Here we go again!!  The following message is forwarded from the
National Council for Science and the Environment.


-------- Original Message --------
Subject: Science Spending to be Slashed in first Bush Budget
Date: Wed, 21 Feb 2001 16:45:57 -0500
From: Kevin Hutton <khutton@CNIE.ORG>
Reply-To: Kevin Hutton <khutton@CNIE.ORG>
Organization: National Council for Science and the Environment
To: ECOLOG-L@UMDD.UMD.EDU

Science Spending to be Slashed in first Bush Budget

FLAT BUDGET FOR NSF; 22% CUT FOR USGS

Letters needed right away

[ HTML version is at http://www.cnie.org/updates/88.htm ]

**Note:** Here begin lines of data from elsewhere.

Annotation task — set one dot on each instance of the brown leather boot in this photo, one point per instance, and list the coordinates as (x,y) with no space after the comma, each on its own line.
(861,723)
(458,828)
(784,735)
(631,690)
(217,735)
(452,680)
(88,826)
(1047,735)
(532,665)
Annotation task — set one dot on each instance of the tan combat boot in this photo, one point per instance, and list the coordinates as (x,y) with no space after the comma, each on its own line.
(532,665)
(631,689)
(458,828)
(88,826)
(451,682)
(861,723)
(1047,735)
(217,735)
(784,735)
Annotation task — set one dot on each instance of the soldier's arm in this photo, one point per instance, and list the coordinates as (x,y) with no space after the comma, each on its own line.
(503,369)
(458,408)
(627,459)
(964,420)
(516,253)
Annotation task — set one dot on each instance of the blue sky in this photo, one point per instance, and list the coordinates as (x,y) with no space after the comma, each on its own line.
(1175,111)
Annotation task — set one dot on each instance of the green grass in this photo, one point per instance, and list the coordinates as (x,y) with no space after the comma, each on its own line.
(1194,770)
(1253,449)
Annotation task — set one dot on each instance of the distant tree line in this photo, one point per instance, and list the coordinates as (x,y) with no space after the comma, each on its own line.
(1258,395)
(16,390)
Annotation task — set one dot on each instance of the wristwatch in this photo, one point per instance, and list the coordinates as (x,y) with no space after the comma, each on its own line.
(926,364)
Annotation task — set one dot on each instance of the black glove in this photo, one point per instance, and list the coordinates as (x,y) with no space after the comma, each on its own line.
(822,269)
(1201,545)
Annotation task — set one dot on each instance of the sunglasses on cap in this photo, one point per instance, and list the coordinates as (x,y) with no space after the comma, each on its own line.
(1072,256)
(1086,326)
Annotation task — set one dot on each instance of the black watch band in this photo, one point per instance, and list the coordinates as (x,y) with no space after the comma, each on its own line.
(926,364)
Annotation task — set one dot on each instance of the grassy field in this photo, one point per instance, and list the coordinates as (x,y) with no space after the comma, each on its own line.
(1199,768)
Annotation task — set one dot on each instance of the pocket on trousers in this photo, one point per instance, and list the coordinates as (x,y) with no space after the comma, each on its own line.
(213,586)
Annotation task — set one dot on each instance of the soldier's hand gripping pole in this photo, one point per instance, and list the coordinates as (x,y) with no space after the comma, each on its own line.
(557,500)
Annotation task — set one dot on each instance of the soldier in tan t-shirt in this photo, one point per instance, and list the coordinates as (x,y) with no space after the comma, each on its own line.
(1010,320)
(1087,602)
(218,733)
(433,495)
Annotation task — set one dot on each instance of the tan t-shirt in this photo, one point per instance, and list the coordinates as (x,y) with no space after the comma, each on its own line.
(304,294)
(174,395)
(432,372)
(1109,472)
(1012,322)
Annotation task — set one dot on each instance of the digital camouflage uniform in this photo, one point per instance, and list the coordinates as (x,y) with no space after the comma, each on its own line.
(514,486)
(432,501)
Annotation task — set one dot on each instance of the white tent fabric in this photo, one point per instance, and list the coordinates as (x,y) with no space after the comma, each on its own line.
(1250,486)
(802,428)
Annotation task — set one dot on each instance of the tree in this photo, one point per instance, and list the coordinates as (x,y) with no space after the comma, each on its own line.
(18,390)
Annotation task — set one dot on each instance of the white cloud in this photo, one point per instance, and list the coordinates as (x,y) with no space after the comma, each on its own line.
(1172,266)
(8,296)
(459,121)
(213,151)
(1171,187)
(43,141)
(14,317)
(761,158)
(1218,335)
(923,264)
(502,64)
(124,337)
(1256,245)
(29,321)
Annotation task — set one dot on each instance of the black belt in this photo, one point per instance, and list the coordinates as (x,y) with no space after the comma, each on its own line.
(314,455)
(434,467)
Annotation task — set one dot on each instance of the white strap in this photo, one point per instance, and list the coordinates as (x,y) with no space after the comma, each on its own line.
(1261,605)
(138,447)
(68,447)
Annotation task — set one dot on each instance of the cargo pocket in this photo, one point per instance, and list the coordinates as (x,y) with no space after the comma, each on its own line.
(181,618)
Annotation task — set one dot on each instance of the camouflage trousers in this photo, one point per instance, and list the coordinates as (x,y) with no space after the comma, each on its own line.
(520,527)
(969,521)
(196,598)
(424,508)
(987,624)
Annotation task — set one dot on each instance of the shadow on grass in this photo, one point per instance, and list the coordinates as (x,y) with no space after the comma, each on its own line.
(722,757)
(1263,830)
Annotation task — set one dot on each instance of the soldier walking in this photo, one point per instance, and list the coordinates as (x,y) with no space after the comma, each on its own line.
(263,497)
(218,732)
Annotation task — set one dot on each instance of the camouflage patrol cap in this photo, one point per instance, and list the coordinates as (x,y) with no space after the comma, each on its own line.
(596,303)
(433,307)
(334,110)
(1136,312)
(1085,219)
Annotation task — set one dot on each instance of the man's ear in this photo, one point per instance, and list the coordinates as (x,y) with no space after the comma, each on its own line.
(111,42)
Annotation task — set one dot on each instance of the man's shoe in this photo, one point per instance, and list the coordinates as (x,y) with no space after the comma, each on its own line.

President George W. Bush will propose that "funds for the National
Science Foundation rise just 1% in fiscal 2002," when he submits his
initial budget, according to a February 16 report in the Wall Street
Journal 
(http://www.cnie.org/updates/88b.htm) 
Additionally, the paper reports that, "the U.S. Geological Survey,
which performs water and biological studies for federal policy makers,
is fighting to stave off a threatened 22% cut from its $885 million
appropriation for this fiscal year."
While budget numbers for other federal science programs have not been
leaked yet, it is expected that the Environmental Protection Agency,
among others, will face cuts.  

President Bush will present his budget priorities to a joint session
of Congress on Feburary 27 and on February 28, release a "blueprint"
document laying out his budgetary themes and proposed spending levels
for federal agencies and departments. Plans are to release the final,
detailed proposed Federal budget on April 3, an analyst from the
Office of Management and Budget (OMB) reported to NCSE. 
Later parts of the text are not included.